The material dimension of any culture is important. Other students of gun culture have highlighted this previously, including Abigail Kohn in Shooters: Myths and Realities of America’s Gun Cultures, Jimmy Taylor in American Gun Culture: Collectors, Shows, and the Story of the Gun, and Joan Burbick in Gun Show Nation: Gun Culture and American Democracy.
The material dimension of gun culture was on display in abundance in the exhibit hall of the George R. Brown Convention Center in Houston: over 600 companies displayed their products over 9 acres (400,000 square feet) of meeting space. The exhibits are free for NRA members and their immediate families, as well as for police, boy scouts, and others.
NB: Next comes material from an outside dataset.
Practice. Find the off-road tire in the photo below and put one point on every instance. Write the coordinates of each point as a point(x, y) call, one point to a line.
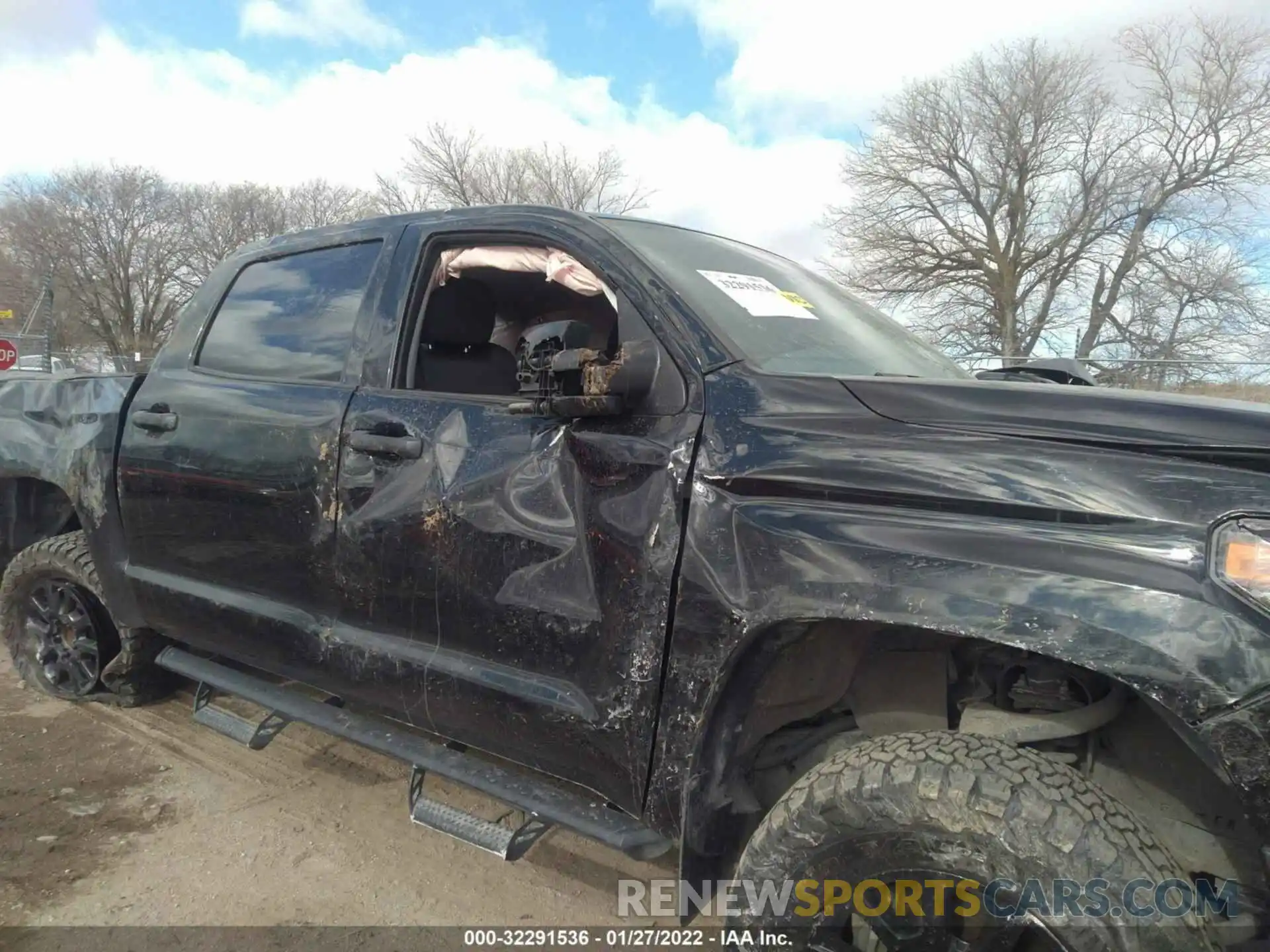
point(128, 676)
point(984, 807)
Many if not most of the 86,000 attendees came to walk the exhibit floors and look at the “gun porn.”
Although there was lots of stuff to see, guns were center stage, and the NRA show presented what to me was a unique opportunity to actually handle a $64,000 Krieghoff shotgun, a Barrett 50-caliber sniper rifle, and a Kriss Vector.
In some cases, the NRA show was used to introduce new guns like the Beretta Pico and ARX-100.

There were also books (and the authors thereof) . . .
. . . Sights . . .
. . . And lots and lots of AR-15 style/modern sporting/black rifles . . .


The abundance of modern sporting rifles — sold for tactical purposes (military/law enforcement), self-defense, hunting, target shooting, and action shooting — would confuse though perhaps not surprise those outside the gun culture. For perspective on “why would someone want to own one of those,” I recommend Dan Baum’s recent book Gun Guys: A Road Trip, as well as an interested article in Wired magazine called “The AR-15 Is More Than a Gun. It’s a Gadget.”